Nigeria is attempting to reverse course. At a conference in Abuja this week, the National Institute for Cancer Research and Treatment announced that the Federal Government has expanded financial support for cancer patients. The Catastrophic Health Fund, housed within the National Health Insurance Authority, now subsidises prevention, diagnosis, chemotherapy, and radiotherapy for eligible patients. NICRAT manages a separate National Cancer Health Fund for indigent patients unable to afford care. These are not symbolic gestures. They are direct attempts to remove the cost barrier that keeps Nigerians from seeking treatment.

But money alone is not enough. The government is also investing in local drug production and clinical trials. Drugs like Nivolumab and Keytruda, which can cost tens of thousands of dollars per course, are now being provided free through clinical trials to eligible participants. The strategy is deliberate: domesticate expensive treatments, produce medicines locally, translate global research into action in Nigerian clinics. The goal is to keep Nigerians from having to travel abroad for care they cannot afford at home.

Dr Lolade Adewale, Special Adviser on Research and Innovation to the Minister of State for Health, emphasised that the government is strengthening financial protection through expanded insurance coverage. Yet the scale of the challenge is immense. Africa contributes only eight percent of global cancer research despite carrying a significant share of the global disease burden. The continent is simultaneously the place where cancer is rising fastest and where the tools to fight it are thinnest on the ground. Experts at the Abuja conference are examining landmark studies from recent international meetings, asking which ones can be adapted to African health systems. The work is painstaking and urgent. Without it, the projections suggest, the gap between rich and poor will only widen.

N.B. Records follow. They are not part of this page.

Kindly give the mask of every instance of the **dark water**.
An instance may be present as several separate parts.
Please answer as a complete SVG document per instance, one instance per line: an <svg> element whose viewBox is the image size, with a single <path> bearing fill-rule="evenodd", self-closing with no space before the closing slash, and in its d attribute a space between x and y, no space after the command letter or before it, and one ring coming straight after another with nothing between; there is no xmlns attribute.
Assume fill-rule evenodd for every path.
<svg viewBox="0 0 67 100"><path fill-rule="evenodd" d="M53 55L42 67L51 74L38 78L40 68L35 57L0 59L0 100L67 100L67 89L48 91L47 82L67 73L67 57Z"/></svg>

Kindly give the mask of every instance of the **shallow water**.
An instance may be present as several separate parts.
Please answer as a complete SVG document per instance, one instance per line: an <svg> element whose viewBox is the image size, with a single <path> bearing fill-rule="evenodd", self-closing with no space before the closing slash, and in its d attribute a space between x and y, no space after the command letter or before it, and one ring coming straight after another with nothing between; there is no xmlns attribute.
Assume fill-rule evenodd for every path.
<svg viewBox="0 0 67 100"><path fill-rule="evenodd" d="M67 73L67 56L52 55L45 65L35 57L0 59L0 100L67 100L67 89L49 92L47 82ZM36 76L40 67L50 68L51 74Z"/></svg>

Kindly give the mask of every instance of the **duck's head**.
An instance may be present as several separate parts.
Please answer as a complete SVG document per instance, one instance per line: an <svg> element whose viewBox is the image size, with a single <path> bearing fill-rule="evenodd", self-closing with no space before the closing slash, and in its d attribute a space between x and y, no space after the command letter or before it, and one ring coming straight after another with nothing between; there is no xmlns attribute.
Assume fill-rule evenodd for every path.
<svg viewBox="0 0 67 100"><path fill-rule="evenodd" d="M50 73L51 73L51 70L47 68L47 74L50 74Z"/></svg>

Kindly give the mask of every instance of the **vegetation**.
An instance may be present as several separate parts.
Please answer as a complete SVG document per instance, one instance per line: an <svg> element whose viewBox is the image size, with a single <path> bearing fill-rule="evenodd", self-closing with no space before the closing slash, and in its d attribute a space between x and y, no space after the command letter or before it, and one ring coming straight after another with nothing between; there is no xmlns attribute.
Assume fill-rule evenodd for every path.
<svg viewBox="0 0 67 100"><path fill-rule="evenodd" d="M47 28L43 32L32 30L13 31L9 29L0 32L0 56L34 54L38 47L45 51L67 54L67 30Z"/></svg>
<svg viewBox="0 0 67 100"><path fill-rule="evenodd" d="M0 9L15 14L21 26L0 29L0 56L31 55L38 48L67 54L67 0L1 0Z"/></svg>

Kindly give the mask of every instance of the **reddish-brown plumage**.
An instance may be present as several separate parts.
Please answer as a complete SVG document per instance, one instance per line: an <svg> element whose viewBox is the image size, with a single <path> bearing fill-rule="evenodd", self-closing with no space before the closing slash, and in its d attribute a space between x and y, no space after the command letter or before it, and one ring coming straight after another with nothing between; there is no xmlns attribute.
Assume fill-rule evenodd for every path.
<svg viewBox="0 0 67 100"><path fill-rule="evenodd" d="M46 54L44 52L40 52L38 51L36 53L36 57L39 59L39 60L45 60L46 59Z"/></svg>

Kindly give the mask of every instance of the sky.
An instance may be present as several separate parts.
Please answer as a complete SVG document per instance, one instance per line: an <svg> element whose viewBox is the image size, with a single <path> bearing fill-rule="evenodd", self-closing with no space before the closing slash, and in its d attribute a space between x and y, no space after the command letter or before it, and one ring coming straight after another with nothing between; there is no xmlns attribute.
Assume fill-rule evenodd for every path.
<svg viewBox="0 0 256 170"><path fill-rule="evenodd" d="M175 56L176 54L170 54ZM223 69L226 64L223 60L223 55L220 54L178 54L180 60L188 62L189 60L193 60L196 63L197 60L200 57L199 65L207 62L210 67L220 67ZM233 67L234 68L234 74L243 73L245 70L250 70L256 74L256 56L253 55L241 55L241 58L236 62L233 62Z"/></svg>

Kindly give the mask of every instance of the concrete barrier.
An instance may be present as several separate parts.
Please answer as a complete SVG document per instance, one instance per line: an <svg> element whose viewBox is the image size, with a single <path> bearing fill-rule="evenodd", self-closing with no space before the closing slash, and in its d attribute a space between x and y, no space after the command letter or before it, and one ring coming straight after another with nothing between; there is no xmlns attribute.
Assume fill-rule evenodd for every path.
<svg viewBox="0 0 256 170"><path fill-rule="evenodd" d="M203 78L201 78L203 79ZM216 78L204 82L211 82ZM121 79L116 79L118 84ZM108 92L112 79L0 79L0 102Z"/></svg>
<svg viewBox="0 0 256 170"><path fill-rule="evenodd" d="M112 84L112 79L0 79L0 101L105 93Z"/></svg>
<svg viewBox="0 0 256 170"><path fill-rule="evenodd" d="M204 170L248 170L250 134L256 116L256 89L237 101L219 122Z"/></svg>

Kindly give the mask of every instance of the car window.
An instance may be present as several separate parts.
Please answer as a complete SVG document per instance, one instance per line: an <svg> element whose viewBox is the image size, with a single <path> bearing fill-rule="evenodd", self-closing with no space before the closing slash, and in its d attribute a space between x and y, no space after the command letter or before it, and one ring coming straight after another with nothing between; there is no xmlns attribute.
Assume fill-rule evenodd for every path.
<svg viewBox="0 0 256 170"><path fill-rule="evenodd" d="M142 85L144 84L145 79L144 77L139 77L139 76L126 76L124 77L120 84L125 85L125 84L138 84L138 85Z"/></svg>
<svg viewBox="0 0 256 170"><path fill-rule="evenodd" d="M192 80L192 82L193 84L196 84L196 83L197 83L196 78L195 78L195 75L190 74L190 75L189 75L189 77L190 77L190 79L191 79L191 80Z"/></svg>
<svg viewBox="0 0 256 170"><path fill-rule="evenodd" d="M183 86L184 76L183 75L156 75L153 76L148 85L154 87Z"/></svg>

Whether a person survives cancer should never depend on where they were born or what they earn
— WHO Director-General Dr Tedros Ghebreyesus
What we are trying to do is domesticate expensive treatments by producing much-needed medicines locally and translating global research into actions in our clinics
— Prof. Usman Malami, Director-General of the National Institute for Cancer Research and Treatment
The Hearth Conversation Another angle on the story
Inventor

Why does a woman's survival rate for breast cancer drop from 87 percent to 42 percent just because she was born in a poor country?

Model

It's not the cancer that changes. It's everything else—whether she can afford screening, whether chemotherapy is available where she lives, whether she can take time off work for treatment, whether the drugs are even in her country. In wealthy places, all of that infrastructure exists. In poor places, it often doesn't.

Inventor

The WHO report says these inequities are "consequences of choices." What choices are being made?

Model

Choices about where to invest research money, where to build treatment facilities, which drugs to manufacture locally versus import. Choices about whether cancer care is included in health insurance. Right now, fewer than one in three countries include it in their universal health coverage. That's a choice.

Inventor

Nigeria is trying something different—local drug production, financial assistance programs. Will that actually work?

Model

It's a start. If you can produce expensive drugs locally, the cost drops dramatically. If you remove the financial barrier through subsidies and insurance, more people seek treatment earlier. But it takes time, and the infrastructure has to be built from scratch in many places.

Inventor

Africa contributes only eight percent of global cancer research. Why is that a problem?

Model

Because research done in wealthy countries doesn't always translate to African contexts. The cancers are different, the populations are different, the resources are different. You need local research to understand local disease and build local solutions.

Inventor

The report projects 35 million new cases by 2050. Is that inevitable?

Model

No. That's the point of the WHO report. Nearly four in ten cases are preventable through vaccination, tobacco control, and lifestyle changes. The trajectory isn't fixed. But it requires action now.